Though Christmas is not the only holiday celebrated during this time of the year, it is one that seems to spur the creation of some of the most heartfelt and sentimental films ever made. I have already delved into some of my favorite Christmas movies of all time – all classics in their own right – but those are not the only flicks that utilize the cheer and spirit of this holiday. There are quite a few lesser known films that exhibit the same emotions during this time of the year through touching stories. So, without revealing too much, here are some indie films to satiate your Christmas movie appetite!
In short, Joyeux Noel explores a fictionalized version of the Christmas Truce of 1914 in which the Scots, Frenchmen, and Germans involved in fighting one another decided to cease fire during Christmas Eve and Day. I enjoy this film around the holidays not only because it is cinematically gorgeous, but also because it reaffirms the notion of putting ones differences aside to celebrate something larger than everyone.

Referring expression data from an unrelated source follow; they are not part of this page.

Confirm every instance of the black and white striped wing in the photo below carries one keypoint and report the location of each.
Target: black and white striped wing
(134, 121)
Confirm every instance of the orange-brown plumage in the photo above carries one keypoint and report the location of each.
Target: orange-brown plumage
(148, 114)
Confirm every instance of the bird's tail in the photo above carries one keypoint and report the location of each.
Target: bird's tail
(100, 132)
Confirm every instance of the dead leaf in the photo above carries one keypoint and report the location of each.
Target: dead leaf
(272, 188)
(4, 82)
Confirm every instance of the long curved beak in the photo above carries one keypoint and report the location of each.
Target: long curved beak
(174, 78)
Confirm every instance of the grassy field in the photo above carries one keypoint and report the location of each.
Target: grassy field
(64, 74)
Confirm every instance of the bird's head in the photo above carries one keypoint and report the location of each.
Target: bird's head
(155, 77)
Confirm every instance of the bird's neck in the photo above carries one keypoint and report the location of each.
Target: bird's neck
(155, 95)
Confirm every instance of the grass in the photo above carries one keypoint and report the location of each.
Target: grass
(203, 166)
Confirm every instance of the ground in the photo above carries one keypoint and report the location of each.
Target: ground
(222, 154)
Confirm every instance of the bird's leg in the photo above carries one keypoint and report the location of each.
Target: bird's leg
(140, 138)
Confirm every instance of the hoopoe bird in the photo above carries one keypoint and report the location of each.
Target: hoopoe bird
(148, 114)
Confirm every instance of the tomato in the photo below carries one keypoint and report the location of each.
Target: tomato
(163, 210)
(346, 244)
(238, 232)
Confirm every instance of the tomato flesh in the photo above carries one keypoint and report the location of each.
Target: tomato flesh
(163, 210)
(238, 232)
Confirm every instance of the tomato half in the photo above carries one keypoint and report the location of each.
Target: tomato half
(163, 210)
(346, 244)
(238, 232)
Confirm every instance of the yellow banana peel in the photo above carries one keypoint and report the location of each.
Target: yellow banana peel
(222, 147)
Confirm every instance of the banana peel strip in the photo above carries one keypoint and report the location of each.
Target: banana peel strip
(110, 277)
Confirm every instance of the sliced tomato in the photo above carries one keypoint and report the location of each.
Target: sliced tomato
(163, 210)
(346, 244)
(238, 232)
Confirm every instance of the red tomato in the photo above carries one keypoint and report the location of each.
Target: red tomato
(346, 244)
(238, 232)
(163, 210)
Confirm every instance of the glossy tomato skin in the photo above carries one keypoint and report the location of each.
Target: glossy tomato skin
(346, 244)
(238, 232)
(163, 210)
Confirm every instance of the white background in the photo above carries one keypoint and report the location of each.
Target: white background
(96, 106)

Whether you believe in Christianity, Judaism, or no religion at all, I believe people can appreciate the sentiment of hope for peace cross-culturally that is evident in this movie.
A Midnight Clear
Like Joyeux Noel, A Midnight Clear expounds upon similar ideas of peace amidst violence by retelling how at the Battle of the Bulge in 1944 Germans were willing to surrender over Christmas. Unlike the other film, however, this one ended with a ton more bloodshed and more of introspective view of how humanities xenophobia and inability to accept and atone for their indiscretions can ruin even the most intelligent plans geared towards peace. Tie that in with the fact that this is a time of the year for forgiveness, I hope this film helps people to learn to be more tolerant- this film definitely showed my own flaws in regards to this.
Mon Oncle Antoine
In this 1971 French-Canadian film, the Christmastime set storyline explores the Maurice Duplessis region of Quebec preceding the Asbestos Strike of the late 1940s. Benoît, a fifteen year old boy, is the prime character of the film, and as the viewer’s watch his coming of age story in this mining town simultaneously linking up with the move towards the encroaching political revolution, this film forces you to look at how we treat people in society; how we belittle and oppress others. Not the cheeriest of Christmas films, but definitely one to bring you to reality and teach you similar lessons to that learned from A Midnight Clear. It also cannot hurt that Roger Ebert also put this on his Great Movies list, if you need more convincing to look this up.
Which holiday movies do you always go back to?